Ce que nous avons remarqué lors du confinement du printemps passé, c’est une mise sous la loupe de la distance que certaines familles ont par rapport à l’institution scolaire. Et cette question n’est pas neuve du tout. Elle est juste mise en exergue d’une manière brutale. Ce sont les inégalités croissantes -inégalités qui étaient déjà dans l’environnement scolaire- qui ont mis à défi l’école, les professionnels, les parents et tous les autres acteurs, pour éviter le plus possible le décrochage des enfants et encore plus l’éloignement des familles.
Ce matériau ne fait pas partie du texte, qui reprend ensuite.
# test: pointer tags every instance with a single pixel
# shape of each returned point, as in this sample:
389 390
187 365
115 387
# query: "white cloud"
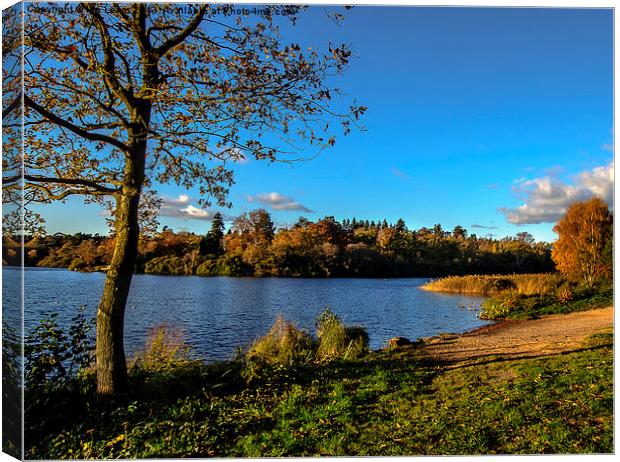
182 208
278 201
195 212
546 198
398 173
L’institution scolaire doit rester un lieu important et essentiel de la socialisation des jeunes, et en ces temps difficiles, en s’approchant des familles, en re-connaissant leurs réalités, on peut tisser des nouvelles manières de fonctionner pour que les enfants apprennent et aient espoir dans une vie future dans laquelle ils peuvent jouer leur rôle. Certains articles montrent avec force comment il ne faut pas penser que la famille peut jouer le rôle de l’école dans la mise en œuvre du vocable « continuité pédagogique ». 

Malgré les contacts forts qui ont été tissés, recherchés, sauvegardés, les inégalités persistent.
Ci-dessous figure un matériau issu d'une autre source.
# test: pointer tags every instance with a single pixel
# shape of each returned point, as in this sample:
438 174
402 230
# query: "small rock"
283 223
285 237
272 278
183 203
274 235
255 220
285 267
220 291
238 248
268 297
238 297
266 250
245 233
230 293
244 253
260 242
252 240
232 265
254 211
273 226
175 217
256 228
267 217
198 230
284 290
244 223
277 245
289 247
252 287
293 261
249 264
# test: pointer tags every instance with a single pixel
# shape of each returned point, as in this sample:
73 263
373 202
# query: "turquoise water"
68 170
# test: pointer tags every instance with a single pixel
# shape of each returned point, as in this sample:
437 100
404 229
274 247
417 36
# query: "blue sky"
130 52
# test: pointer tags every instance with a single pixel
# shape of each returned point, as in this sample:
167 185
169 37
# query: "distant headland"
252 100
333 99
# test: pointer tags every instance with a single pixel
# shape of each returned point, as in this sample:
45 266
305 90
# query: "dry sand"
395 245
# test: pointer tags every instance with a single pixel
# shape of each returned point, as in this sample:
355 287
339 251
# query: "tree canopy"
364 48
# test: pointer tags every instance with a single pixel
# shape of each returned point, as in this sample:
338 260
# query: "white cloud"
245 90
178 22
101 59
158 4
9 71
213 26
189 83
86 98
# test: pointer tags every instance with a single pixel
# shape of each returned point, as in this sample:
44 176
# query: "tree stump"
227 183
Avec le recul de votre travail de coordination, avez-vous envie de mettre quelque chose de particulier en avant ?
Coordonner un numéro des Cahiers pédagogiques, avec un ou une collègue d’un endroit de la carte géographique, vivant professionnellement d’autres réalités de vie, est tout simplement un enrichissement humain et intellectuel. Et on apprend à se connaître et à se dévoiler dans le travail de la conception d’un dossier, dans une écriture partagée et collaborative, dans le tissage des phrases, de paragraphes, des idées-clefs d’un dossier. On fait connaissance par cela, sur les priorités de chacune, sur la façon dont on voit la chose éducative, comment on peut articuler nos sensibilités et nos ouvertures au monde d’une manière commune et surtout accueillir des contributeurs, en allant parfois les solliciter ou en accueillant leurs propositions.

C’est aussi rencontrer à distance, par les mails, beaucoup de contributeurs qui veulent échanger sur leur métier, mutualiser, partager avec d’autres virtuellement collègues. Nous nous rendons compte que, malgré les différences de pays, de villes, d’écoles, en rapport avec la problématique de la coéducation qui nous a occupée dans ce dossier, il y a des convergences, sur ce processus en construction. Une belle occasion d’être ensemble autour de la même préoccupation et de lui porter toute notre attention !

La diversité des témoignages et de leur nature souligne que la coéducation est un sujet vif, vivant, et dont la traduction concrète est une réalité espérée. Les assembler en un regard systémique pour conjuguer la pluralité des approches montre toute l’urgence du sujet.